Unlike optical sensors, an ultrasonic sensor does not confuse a transparent window in a banknote with absence of a banknote. This is advantageous because a transparent window is included in some banknote designs, particularly where the banknote substrate is made from a polymer.
The second discrete sensor 42 is longitudinally spaced apart from the first discrete sensor 40. The second discrete sensor 42 is “downstream” of the first discrete sensor 40 in that the banknote 58 passes the first discrete sensor 40 before it passes the second discrete sensor 42. The second discrete sensor 42 comprises a second circuit board 42a on which is mounted (i) an ultra-violet (UV) reflective transceiver 42b and (ii) a position sensor 42c (in the form of a white LED transceiver). The UV transceiver 42b is laterally spaced apart from both the ultrasonic sensor 40b on the first circuit board 40a, and the position sensor 42c on the second circuit board 42a. The UV transceiver 42b emits radiation at approximately 365 nm. The UV transceiver 42b performs two functions. The first function is to validate the banknote 58 as it is transported across the first discrete sensor 42. The second function is to operate as a position sensor (complementary to position sensor 42c).
The position sensor 42c (in common with the other position sensors described below) is a conventional sensor that is used to detect if the banknote 58 is correctly located on the transport path 16.
The third discrete sensor 44 is downstream of the first and second discrete sensors 40, 42. The third discrete sensor 44 comprises a third circuit board 44a (which straddles the transport path 16; that is, it is both above and below the transport path 16). On an upper part of the third circuit board 44a (the part above the transport path 16), a green transmissive emitter (not shown individually) is mounted; and on a lower part of the third circuit board 44a (the part below the transport path 16), a green transmissive receiver (not shown individually) is mounted. The numeral 44b refers to the combined green transmissive emitter/receiver pair.

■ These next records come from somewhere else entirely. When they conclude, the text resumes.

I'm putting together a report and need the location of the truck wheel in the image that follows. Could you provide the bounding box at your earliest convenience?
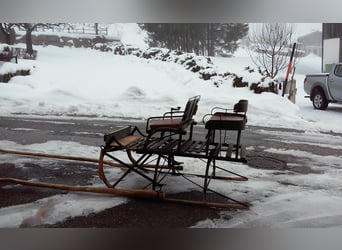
[312,89,328,110]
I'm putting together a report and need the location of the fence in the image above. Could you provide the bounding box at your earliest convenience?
[31,24,108,36]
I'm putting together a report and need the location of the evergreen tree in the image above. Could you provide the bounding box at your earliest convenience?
[140,23,248,56]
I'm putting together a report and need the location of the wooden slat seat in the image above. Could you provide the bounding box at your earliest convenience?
[110,135,142,147]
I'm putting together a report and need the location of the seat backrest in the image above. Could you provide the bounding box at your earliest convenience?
[182,95,201,122]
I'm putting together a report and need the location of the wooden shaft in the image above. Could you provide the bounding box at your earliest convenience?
[0,178,164,199]
[163,198,248,209]
[0,149,156,168]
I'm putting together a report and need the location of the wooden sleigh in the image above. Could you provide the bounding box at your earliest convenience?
[0,96,248,209]
[98,96,248,209]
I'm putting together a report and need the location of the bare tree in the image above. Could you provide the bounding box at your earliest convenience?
[6,23,66,55]
[248,23,293,78]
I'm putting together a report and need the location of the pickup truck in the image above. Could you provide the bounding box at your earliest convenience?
[304,63,342,110]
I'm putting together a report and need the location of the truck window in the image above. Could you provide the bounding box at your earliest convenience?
[335,65,342,77]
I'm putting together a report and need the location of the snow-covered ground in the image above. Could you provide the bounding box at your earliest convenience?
[0,27,342,227]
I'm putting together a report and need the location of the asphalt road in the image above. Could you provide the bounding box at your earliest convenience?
[0,117,342,228]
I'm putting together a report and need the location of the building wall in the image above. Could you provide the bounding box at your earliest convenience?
[322,23,342,72]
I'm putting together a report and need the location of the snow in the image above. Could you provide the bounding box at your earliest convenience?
[0,25,342,228]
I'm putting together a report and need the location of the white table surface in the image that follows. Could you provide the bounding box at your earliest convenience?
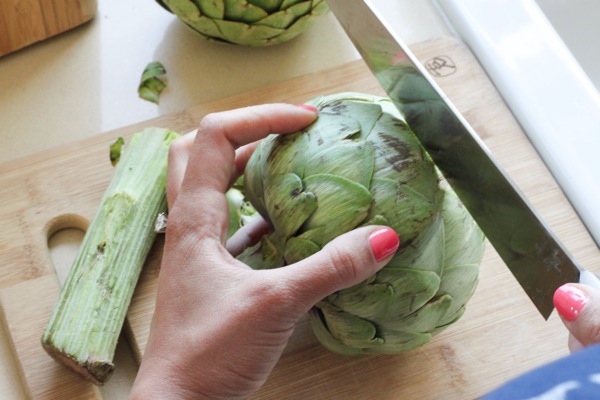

The combined green transmissive emitter/receiver pair 44b is mounted laterally offset from both the ultrasonic sensor 40b and the UV transceiver 42b. This is to ensure that a different part of the banknote 58 is measured by each of these sensors.
A position sensor 44c (in the form of a white LED transceiver) is also mounted on the third circuit board 44a, offset from the green transmissive emitter/receiver pair 44b.
In a similar manner to the UV transceiver 42b, the green transmissive emitter/receiver pair 44b also performs the two functions of banknote validation and position sensing. The green transmissive emitter/receiver pair 44b emits radiation at approximately 510 nm.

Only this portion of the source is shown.